# Tesla Model 3 Deliveries Level Out



## electrico (May 18, 2017)

Another flat month of Tesla Model 3 deliveries is a bad sign.

https://www.torquenews.com/1083/tesla-model-3-deliveries-level-out-production-woes-continue


----------



## Duncan (Dec 8, 2008)

Flat month
That is after taking 1/4 of the month out for changes to the line
So production actually went up by 30%


----------



## Karter2 (Nov 17, 2011)

Deliveries, not production !


> Tesla has been delivering Model 3 cars to U.S. customers at an average rate of about 900 per week since February. Despite Tesla's frequent updates about Model 3 production, nothing done has changed the flow of cars to customers,...... 3.

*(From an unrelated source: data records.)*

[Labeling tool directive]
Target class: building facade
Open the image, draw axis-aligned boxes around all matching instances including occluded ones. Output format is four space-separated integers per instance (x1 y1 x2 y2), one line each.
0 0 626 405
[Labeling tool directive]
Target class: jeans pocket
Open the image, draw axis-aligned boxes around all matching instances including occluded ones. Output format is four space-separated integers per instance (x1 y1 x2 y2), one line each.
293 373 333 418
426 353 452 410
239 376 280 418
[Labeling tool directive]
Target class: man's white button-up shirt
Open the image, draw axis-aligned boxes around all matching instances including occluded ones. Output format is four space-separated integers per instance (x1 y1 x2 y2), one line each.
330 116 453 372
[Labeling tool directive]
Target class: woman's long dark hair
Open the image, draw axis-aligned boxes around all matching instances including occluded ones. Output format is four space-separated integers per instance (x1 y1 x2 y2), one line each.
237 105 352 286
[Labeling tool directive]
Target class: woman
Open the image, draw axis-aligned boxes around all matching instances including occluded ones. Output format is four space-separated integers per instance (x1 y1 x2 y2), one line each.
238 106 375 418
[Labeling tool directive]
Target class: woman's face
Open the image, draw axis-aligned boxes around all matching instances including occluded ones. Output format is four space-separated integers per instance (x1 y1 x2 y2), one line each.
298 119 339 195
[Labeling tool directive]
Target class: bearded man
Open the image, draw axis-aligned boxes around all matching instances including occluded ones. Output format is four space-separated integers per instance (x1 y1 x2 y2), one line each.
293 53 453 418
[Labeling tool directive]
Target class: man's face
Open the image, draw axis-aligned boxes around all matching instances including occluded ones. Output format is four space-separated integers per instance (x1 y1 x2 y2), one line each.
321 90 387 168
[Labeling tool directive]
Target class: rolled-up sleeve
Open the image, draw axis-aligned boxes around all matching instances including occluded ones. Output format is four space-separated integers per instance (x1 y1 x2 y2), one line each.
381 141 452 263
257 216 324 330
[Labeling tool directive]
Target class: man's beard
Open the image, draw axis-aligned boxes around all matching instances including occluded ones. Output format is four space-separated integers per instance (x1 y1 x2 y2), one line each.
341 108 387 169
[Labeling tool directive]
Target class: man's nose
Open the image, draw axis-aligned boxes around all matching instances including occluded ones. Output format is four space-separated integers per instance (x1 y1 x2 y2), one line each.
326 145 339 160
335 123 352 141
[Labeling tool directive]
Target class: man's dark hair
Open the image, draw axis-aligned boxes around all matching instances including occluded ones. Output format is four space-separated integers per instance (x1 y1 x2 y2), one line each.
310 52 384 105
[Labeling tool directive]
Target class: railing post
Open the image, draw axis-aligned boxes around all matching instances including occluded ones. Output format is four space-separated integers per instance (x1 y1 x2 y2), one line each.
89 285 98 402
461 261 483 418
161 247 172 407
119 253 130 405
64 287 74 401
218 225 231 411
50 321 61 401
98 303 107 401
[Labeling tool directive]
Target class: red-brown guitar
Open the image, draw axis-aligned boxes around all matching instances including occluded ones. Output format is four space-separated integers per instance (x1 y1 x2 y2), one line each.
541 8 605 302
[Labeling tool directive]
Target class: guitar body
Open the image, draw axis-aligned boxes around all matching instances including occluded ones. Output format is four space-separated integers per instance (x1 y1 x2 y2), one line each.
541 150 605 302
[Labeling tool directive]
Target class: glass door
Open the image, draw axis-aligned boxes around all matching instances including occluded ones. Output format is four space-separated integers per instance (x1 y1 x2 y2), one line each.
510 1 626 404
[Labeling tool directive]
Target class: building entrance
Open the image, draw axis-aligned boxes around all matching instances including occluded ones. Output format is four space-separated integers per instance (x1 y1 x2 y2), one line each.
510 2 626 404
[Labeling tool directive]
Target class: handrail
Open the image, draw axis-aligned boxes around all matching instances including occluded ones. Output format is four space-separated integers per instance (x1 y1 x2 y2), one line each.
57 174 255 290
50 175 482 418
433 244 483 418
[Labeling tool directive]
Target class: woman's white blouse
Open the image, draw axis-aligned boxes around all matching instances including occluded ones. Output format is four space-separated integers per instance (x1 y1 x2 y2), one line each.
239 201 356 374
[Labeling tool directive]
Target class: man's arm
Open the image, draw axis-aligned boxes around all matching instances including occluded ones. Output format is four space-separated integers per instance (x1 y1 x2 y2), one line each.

 Why only 900/week in March ?
But even with only 3 production weeks in April, and assuming they were stuck at the March production rate of 2000/week,.. there should have been plenty of capacity to deliver more than 3875 in April ?


----------



## Wingsinger (Jul 10, 2014)

Bloomberg has Model 3 VIN tracker that does a pretty good job of tracking production rates.
https://www.bloomberg.com/graphics/2018-tesla-tracker/
As of May 3rd the production rate was estimated at 2,050/wk. (before the 1 week shutdown). Each shutdown to tweak the assembly line speed ultimately helps speed things up.


----------



## Karter2 (Nov 17, 2011)

Wingsinger said:


> ?...
> As of May 3rd the production rate was estimated at 2,050/wk. (before the 1 week shutdown).


 I thought the shutdown was in April ?


----------